Чекан еще спал в горнице. Гурлев разнуздал мерина, внес узлы в сенцы, умылся во дворе под рукомойником, но сесть за Лукерьин стол завтракать постеснялся.
— А ты, милый, со мной попроще держись, — сказала Лукерья. — Мне ведь капиталов не надо. Чем могу, поделюся. Садись-ко давай к моим шанежкам поближе, заморился, небось. Потом уж лезь на полати-то…
30
Как гнилое строение рушилась издавна налаженная сытая жизнь. Когда горела ночью подожженная кем-то маслобойня, а потом занялись и пригоны на заднем дворе, впервые испытал Согрин страх. Нищим остался бы, но, слава богу, спасли каменные стены и крытые железом крыши конюшни и зернового амбара. При свете пожарища кинулось тогда в глаза — народу сбежалось много, но только с десяток свояков что-то делали, помогали тушить пламя, а остальные стояли, похохатывали, как на представлении в клубе. Вот тогда, в ту ночь, оставшись один перед грудой дымящей золы и угасающих угольков, почувствовал он себя презираемым на этой земле.
Страх уже не уходил из сердца. Ни на один день не оставлял без тревог. Ответ из округа прибыл с отказом. Не помогло прошение, составленное Мотовиловым. А Бабкин, вручая решение, пояснил так:
— Твой сын, Прокопий Екимыч, согласно наведенным справкам, в списках революционно настроенных солдат не числился. По ошибке, наверно, беляки его расстреляли.
Замолчала, закрылась история и о гибели Кузьмы Холякова. После трех допросов милиция больше не вызывала, и была уверенность, что никогда ей не добраться до сути, но после пожара Кузьма начал являться во сне, хотел мертвыми губами что-то сказать, и просыпался Согрин с холодным потом на лбу. Только Барышев не блазнил ни разу. Того сразу припечатало навечно, как раздавленного каблуком червяка. И уехал бы Согрин подальше из этих мест, поселился бы где-нибудь в пригороде, стал бы зарабатывать извозом по найму, но закон и в этом его ограничивал.
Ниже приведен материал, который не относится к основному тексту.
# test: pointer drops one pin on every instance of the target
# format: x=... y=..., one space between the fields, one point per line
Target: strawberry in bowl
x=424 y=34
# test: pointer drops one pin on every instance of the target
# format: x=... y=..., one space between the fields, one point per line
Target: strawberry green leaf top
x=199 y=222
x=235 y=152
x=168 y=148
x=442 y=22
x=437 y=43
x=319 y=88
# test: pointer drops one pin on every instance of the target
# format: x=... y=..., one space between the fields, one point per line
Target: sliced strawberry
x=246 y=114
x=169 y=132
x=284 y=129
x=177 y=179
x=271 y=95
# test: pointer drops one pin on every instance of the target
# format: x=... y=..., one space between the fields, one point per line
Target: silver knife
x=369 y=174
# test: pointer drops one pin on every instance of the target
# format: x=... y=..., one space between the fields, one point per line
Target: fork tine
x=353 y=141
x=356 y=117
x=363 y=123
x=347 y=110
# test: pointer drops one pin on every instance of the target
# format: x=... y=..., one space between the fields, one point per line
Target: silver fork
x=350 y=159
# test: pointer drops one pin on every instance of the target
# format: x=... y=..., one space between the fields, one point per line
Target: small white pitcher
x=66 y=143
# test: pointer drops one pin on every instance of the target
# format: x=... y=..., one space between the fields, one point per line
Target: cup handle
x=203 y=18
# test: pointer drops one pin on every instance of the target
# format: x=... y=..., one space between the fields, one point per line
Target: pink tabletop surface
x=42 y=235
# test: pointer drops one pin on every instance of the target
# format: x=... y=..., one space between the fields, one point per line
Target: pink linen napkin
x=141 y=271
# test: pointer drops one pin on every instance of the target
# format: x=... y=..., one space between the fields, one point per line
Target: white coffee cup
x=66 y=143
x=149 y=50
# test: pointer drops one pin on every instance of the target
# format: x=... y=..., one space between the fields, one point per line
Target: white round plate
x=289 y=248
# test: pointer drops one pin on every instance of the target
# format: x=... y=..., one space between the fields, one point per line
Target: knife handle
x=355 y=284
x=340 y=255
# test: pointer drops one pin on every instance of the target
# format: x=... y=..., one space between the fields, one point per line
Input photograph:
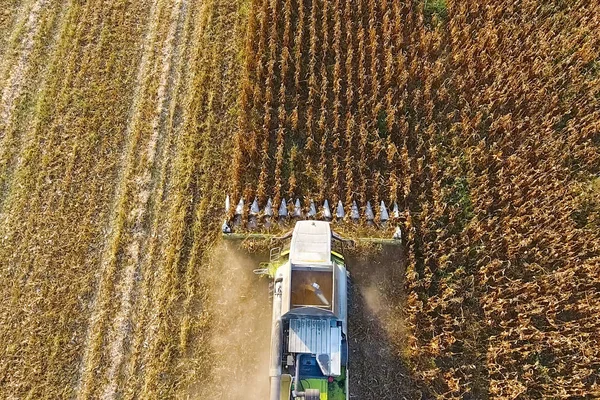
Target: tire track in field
x=130 y=378
x=144 y=188
x=115 y=227
x=18 y=72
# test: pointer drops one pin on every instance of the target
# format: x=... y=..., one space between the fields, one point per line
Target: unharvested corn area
x=119 y=121
x=481 y=119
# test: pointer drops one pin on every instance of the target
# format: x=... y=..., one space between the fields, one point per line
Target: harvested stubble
x=119 y=127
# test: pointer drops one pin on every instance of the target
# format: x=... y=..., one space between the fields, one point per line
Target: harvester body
x=309 y=335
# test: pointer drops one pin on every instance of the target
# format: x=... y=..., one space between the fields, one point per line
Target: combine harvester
x=309 y=333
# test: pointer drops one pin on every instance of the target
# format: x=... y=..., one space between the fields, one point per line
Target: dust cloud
x=241 y=327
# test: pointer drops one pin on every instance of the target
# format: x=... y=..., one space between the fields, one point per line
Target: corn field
x=481 y=120
x=123 y=125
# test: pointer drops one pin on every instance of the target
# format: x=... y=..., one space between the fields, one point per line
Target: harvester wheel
x=312 y=394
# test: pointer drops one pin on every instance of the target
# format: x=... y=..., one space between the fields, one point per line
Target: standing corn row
x=282 y=114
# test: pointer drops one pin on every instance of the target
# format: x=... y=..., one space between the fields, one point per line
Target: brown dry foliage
x=483 y=125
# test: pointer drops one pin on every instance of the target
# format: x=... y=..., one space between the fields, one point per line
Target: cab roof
x=311 y=243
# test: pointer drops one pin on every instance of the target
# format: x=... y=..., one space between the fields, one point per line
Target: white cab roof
x=311 y=243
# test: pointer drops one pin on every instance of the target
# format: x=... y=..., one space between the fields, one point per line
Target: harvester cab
x=309 y=335
x=309 y=331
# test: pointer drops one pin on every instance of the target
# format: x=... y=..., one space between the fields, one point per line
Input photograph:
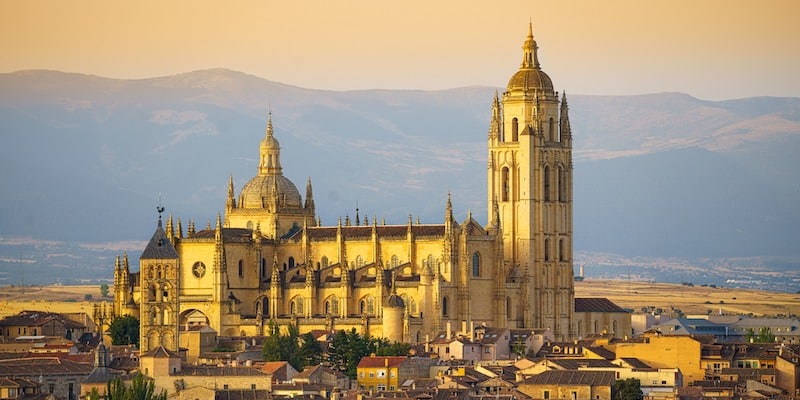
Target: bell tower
x=530 y=179
x=158 y=311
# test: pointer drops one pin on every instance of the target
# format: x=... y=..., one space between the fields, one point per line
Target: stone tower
x=269 y=201
x=158 y=309
x=530 y=184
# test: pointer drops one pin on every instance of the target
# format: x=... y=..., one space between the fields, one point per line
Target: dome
x=530 y=79
x=256 y=192
x=394 y=301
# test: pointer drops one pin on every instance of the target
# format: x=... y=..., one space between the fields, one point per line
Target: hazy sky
x=711 y=49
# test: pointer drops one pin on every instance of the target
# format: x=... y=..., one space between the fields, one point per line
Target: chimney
x=471 y=329
x=427 y=343
x=449 y=330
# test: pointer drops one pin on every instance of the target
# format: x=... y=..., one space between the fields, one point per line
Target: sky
x=710 y=49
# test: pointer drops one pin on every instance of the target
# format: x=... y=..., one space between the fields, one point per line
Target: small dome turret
x=530 y=75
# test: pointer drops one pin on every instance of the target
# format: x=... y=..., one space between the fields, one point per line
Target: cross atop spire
x=530 y=57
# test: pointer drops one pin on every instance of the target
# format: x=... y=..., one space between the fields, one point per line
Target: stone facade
x=269 y=258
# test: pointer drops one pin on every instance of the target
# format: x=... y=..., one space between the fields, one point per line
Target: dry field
x=692 y=300
x=628 y=294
Об отводе вспаренных пашен у Чайного озерка однолошадным беднякам узнал он еще за неделю до пасхи. Принял это известие сначала спокойно и немедля поехал в Калмацкое, к Мотовилову, искать защиты. По обыкновению, прибыл не с пустыми руками. Привязав коня к столбу у ворот мотовиловского двора, достал из-под облучка мешок с поросятами, а в сенцах вручил хозяйке.
— Дома ли Платон-то Архипыч?
— Дома. Проходите, милости просим! — ответила та и как-то задом, задом попятилась ближе к чулану, испуганно взглядывая поверх прижатого к груди подношения.
Ее поведение не понравилось Согрину, а все же он переступил порог, изготовившись отвесить поклон. Всегда важный, ухоженный, Мотовилов сидел за столом босиком, в белых подштанниках, настежь раскрыв волосатую грудь. Порожняя бутыль валялась посреди стола, залитого и загаженного остатками еды. Вонища от самогона, от перекисшей капусты распирала стены, и, чтобы не задохнуться, Согрин оттолкнул ногой дверь в сенцы. Сутулясь, пьяно вскидывая неопрятную, осовелую голову, Мотовилов попытался подняться с лавки навстречу гостю.
— А-а, это ты, Согрин! Безнадежное твое дело, Согрин! Скоро тебя эвот так, к ногтю…
Он придавил ноготь большого пальца к столу, скребнул и топнул босой ступней.
— И потому, пшел вон отсюда! Хотя нет, обожди! Садись за стол. Ты чего привез? Опять поросят. Лучше привез бы водки. Не могу я больше лакать эту самогонную мерзость. Бр-р!